# Sparse graph tutorial¶

The sparse graph is a special implementation of a graph with integer vertices and edges. It has two main restrictions which are:

• the graph is unmodifiable and thus needs to be bulk-loaded,

• the vertices and edges are integers continously numbered in $$[0, n)$$ and $$[0, m)$$ where $$n$$ and $$m$$ are the total number of vertices and edges respectively.

These two restrictions are translated to two main benefits which are:

• the graph has small memory footprint, and

• the graph is usually much faster, mostly due to its cache-friendly representation on modern machines.

From the above discussion it should be clear that they are best suited for static workloads where the user needs to load a graph and run (once or multiple times) some complex algorithm. Note also that bulk-loading a sparse graph is usually much faster than adding edges one by one in the default graph.

## Creating a sparse graph¶

Sparse graphs must be bulk-loaded using edge lists.

>>> import jgrapht
>>> edgelist = [(0, 1), (0, 2), (0, 3), (1, 3), (2, 3), (2, 4), (2, 5), (0, 4), (2, 6)]
>>> g = jgrapht.create_sparse_graph(edgelist, 7, directed=True, weighted=False)

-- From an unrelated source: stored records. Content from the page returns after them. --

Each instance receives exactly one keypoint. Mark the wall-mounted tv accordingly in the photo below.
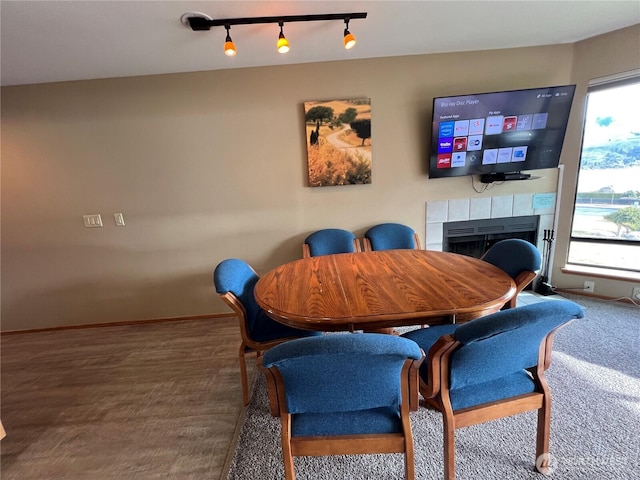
(499, 135)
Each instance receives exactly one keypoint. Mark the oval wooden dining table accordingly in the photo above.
(374, 291)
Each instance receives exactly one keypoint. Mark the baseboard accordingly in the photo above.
(581, 293)
(120, 324)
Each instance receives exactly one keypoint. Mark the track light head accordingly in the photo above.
(283, 43)
(201, 22)
(349, 38)
(229, 46)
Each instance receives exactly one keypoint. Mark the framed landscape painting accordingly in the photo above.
(338, 142)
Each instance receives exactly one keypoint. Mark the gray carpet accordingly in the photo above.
(595, 430)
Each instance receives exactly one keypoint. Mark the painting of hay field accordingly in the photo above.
(338, 142)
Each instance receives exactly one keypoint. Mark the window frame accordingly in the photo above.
(596, 85)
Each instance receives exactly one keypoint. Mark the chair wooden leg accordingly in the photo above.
(287, 455)
(243, 374)
(448, 429)
(542, 437)
(409, 463)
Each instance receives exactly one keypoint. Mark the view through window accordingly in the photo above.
(606, 220)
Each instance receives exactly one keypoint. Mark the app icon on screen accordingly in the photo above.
(459, 144)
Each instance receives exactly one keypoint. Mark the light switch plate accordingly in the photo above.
(92, 221)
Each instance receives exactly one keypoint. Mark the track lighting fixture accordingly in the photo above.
(283, 43)
(349, 39)
(229, 46)
(201, 22)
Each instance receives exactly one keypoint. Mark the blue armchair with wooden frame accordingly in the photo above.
(235, 281)
(390, 236)
(520, 259)
(329, 241)
(344, 394)
(492, 367)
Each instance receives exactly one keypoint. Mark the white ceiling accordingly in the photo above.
(51, 41)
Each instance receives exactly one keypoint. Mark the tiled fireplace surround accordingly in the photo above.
(442, 211)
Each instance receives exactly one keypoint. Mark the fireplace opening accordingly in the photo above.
(475, 237)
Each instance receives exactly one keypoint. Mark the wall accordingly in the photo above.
(597, 57)
(212, 165)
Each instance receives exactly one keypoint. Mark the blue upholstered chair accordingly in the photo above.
(344, 395)
(520, 259)
(328, 241)
(390, 236)
(235, 280)
(492, 367)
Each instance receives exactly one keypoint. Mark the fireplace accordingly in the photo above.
(474, 237)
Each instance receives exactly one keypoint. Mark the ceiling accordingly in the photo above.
(52, 41)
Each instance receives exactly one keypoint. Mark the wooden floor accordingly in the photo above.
(147, 401)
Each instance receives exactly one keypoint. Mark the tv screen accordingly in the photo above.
(493, 134)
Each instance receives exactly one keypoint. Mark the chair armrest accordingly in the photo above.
(272, 388)
(413, 375)
(435, 355)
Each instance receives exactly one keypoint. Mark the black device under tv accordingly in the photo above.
(499, 135)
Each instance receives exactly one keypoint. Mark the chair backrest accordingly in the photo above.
(506, 342)
(514, 256)
(329, 241)
(342, 372)
(389, 236)
(237, 277)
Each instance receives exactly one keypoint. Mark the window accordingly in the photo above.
(605, 231)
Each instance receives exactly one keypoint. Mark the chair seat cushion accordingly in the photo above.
(266, 329)
(375, 420)
(512, 385)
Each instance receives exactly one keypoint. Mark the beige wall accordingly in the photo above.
(598, 57)
(212, 165)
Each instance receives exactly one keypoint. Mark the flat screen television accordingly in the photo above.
(499, 135)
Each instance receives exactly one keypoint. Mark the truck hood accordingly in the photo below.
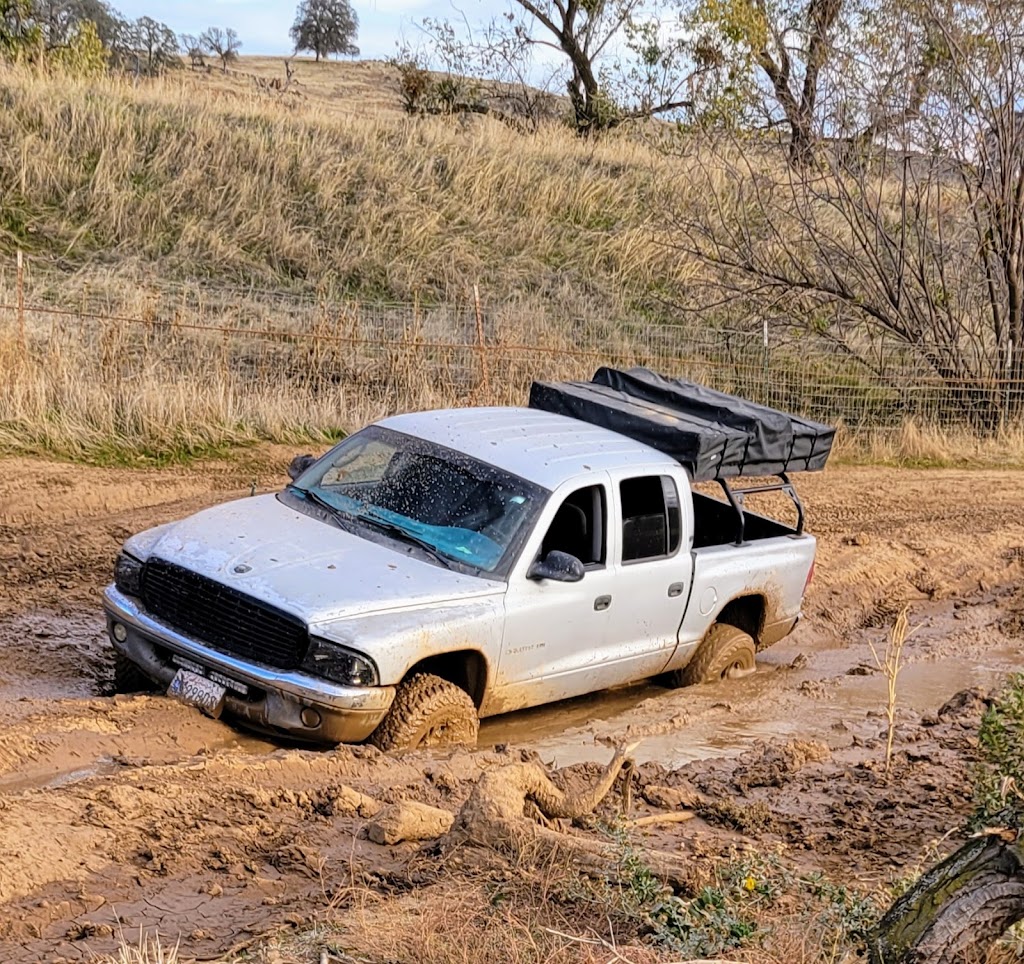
(302, 564)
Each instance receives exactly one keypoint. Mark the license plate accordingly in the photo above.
(194, 689)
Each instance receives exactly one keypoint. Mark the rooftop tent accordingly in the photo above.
(715, 434)
(690, 441)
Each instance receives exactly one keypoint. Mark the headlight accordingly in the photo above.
(338, 664)
(128, 575)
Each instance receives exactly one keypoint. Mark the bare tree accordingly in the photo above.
(617, 59)
(901, 254)
(221, 43)
(326, 27)
(195, 49)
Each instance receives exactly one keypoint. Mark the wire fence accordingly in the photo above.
(336, 357)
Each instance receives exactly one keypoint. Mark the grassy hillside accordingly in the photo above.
(327, 184)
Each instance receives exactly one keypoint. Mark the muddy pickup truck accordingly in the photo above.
(437, 568)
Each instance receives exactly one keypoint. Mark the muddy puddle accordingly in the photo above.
(51, 656)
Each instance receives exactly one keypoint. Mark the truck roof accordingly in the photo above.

The first parameter is the list of tuples (u,v). In case a weighted graph is requested, then the tuples must be (u,v,weight). Note that while sparse graphs are unmodifiable w.r.t. their structure, the edge weights can be modified. The second parameter is the number of vertices in the graph. Vertices always start from zero and increase continously. If the user does not provide one, then it will be deduced by reading the edge list. Finally, the sparse graph representation always allows self-loops and multiple-edges.